Source Lines of Code

Jul 15 2013

Physical and Logical SLOC
An Example of SLOC Measurement
SLOC and Software Properties
Conclusion
References

Source Lines of Code (SLOC) is a software metric frequently used to measure the size and complexity of a software project. It is typically used to predict the amount of effort and time that will be required to develop a program, as well as to estimate the programming productivity once the software is produced.

Physical and Logical SLOC

There are two major types of SLOC measures: physical SLOC and logical SLOC. Specific definitions of these terms vary depending on particular circumstances. The most common definition of physical SLOC is a count of lines in the text of the program's source code including comment lines and, sometimes, blank lines. Logical SLOC attempts to measure the number of executable expressions (such as operators, functions, etc.), but their specific definitions are tied to specific computer languages.

Therefore, each approach has its own strong and weak points: physical SLOC is easier to measure, but it is very sensitive to coding style conventions and code formatting, while logical SLOC is less sensitive to these factors yet not so easy to measure.

An Example of SLOC Measurement

Have a look at this code:

for (i=0; i<100; ++i) printf("%d bottles of beer on the wall\n");
//How many LOCs is here?

It has 2 physical SLOC, 2 logical SLOC (the loop operator for and the function call operator printf) and 1 comment line.

Now let's change the code formatting in the following way:

for (i=0; i<100; ++i)
{
    printf("%d bottles of beer on the wall\n ");
}
//How many LOCs is here?

We've got 5 physical SLOC and the same 2 logical SLOC and 1 comment line.

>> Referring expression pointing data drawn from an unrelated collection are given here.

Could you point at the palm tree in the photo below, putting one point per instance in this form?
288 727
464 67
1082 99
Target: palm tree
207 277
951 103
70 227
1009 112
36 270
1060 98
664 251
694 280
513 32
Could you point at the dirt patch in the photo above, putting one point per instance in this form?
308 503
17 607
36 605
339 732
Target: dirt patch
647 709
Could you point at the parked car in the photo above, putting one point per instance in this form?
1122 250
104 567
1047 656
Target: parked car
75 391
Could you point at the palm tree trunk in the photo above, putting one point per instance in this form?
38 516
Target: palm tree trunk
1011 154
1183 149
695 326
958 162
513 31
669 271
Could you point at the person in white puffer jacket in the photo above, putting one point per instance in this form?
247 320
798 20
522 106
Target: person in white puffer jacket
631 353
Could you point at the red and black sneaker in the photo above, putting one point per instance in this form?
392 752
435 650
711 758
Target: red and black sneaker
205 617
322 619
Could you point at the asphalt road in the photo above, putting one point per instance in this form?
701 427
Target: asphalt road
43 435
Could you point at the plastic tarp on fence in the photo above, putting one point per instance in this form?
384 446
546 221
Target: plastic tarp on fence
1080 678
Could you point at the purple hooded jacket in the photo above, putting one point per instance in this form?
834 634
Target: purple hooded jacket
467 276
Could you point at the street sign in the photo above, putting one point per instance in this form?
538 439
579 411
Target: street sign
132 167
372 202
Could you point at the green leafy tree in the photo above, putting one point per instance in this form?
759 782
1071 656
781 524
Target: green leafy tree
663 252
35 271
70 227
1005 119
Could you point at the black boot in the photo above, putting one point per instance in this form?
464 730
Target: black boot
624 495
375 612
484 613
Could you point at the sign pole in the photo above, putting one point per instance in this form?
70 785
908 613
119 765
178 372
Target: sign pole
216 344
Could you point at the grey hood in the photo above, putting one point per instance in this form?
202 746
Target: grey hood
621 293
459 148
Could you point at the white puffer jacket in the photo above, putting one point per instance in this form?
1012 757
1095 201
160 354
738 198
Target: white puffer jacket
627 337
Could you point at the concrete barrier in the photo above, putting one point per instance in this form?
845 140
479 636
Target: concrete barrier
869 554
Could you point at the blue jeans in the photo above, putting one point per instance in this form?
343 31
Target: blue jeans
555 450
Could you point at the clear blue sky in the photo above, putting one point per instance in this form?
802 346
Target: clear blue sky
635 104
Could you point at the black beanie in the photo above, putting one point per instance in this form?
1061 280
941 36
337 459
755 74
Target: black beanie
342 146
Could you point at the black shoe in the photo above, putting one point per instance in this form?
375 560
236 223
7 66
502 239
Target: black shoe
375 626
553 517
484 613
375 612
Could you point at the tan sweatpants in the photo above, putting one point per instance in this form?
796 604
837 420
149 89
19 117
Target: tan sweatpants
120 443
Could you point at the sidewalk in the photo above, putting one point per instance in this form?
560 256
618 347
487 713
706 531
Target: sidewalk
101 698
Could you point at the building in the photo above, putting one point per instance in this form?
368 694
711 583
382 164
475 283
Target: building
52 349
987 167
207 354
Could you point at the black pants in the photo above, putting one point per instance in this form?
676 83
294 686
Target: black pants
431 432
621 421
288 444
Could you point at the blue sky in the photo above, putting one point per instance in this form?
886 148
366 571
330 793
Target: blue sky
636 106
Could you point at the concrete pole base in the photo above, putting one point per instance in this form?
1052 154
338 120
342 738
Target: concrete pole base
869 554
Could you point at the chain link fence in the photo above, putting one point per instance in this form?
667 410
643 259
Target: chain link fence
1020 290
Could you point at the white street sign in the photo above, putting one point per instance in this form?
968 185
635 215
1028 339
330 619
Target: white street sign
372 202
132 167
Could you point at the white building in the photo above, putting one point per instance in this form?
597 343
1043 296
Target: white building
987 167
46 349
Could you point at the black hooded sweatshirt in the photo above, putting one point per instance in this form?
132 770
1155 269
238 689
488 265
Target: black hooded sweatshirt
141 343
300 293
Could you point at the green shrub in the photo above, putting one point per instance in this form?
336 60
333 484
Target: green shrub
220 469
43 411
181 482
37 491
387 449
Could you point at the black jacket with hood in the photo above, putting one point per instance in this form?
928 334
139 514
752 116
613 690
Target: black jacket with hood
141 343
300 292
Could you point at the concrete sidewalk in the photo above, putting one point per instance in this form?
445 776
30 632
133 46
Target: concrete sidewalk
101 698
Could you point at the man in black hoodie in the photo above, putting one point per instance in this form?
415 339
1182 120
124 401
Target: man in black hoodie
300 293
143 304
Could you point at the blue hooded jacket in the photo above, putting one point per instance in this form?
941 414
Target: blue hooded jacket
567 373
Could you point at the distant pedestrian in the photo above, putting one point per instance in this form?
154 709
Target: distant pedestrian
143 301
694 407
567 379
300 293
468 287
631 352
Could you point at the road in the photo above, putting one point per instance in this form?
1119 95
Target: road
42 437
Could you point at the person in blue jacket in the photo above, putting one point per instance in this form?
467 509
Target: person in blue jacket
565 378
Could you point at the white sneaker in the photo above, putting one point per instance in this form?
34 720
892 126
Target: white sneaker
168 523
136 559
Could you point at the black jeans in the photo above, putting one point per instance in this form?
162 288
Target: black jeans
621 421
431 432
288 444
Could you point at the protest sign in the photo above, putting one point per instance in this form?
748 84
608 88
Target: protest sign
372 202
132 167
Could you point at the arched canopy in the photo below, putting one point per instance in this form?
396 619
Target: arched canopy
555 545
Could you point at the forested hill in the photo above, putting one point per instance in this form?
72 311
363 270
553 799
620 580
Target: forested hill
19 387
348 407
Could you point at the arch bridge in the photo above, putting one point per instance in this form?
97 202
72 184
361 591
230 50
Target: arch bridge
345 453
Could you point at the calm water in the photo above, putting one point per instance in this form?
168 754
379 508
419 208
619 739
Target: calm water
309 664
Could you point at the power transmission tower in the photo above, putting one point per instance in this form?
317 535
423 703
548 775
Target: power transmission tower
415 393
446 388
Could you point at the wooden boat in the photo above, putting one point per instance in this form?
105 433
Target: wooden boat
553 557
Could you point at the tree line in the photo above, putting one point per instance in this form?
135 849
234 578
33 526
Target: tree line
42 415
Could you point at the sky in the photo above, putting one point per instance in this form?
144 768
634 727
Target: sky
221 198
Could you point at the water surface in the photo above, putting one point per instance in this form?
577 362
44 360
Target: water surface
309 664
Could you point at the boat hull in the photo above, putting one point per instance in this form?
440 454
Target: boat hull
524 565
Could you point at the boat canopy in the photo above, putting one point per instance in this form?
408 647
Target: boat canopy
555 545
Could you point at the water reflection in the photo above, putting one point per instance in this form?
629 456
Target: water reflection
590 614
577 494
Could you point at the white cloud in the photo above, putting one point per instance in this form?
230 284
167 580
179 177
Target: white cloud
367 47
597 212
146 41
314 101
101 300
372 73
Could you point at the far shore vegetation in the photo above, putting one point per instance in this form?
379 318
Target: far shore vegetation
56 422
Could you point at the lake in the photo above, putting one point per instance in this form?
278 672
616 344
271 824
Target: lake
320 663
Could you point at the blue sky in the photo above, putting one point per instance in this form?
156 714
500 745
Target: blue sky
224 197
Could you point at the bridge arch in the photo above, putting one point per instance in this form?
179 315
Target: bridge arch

SLOC and Software Properties

The SLOC metric is obviously associated with the system complexity: the larger the code's size, the more complex the system is. For instance, SLOC for Windows NT 3.1 is about 4-5 million and 45 million for Windows XP; Linux kernel 2.6 has 5.6 million SLOC, and Linux kernel 3.6 has 15.9 million SLOC.

However, it's not as definite in case of software quality and reliability. Every real-life software product contains bugs, and the tendency is that larger programs have more bugs. The point becomes pretty clear when we introduce the "bugs/SLOC" ratio: even if it remains constant, the absolute quantity of bugs grows alongside with the program's size. Intuition tells us that it happens due to the rising system complexity (A. Tanenbaum). And not just intuition (see diagram: "typical error density"). This consideration underlies such development principles as KISS, DRY and SOLID. To support this idea, let me quote a meaningful phrase by the classic E. Dijkstra: "Simplicity is prerequisite for reliability", and a paragraph from his work "The Fruits of Misunderstanding":

...Yet people talk about programming as if it were a production process and measure "programmer productivity" in terms of "number of lines of code produced". In so doing they book that number on the wrong side of the ledger: we should always refer to "the number of lines of code spent".

Conclusion

Thus, we have found out that a software project grows in complexity when growing in size (the SLOC measure), which leads to more bugs. Unfortunately (or otherwise), the technological progress is unstoppable, and computer systems' complexity will go on to grow, requiring ever more resources to find and fix bugs (not without adding new ones at the same time, of course), that's why developers should consider using the static analysis methodology and specialized static analysis tools to reduce the number of bugs and enhance the efficiency of the development process in general.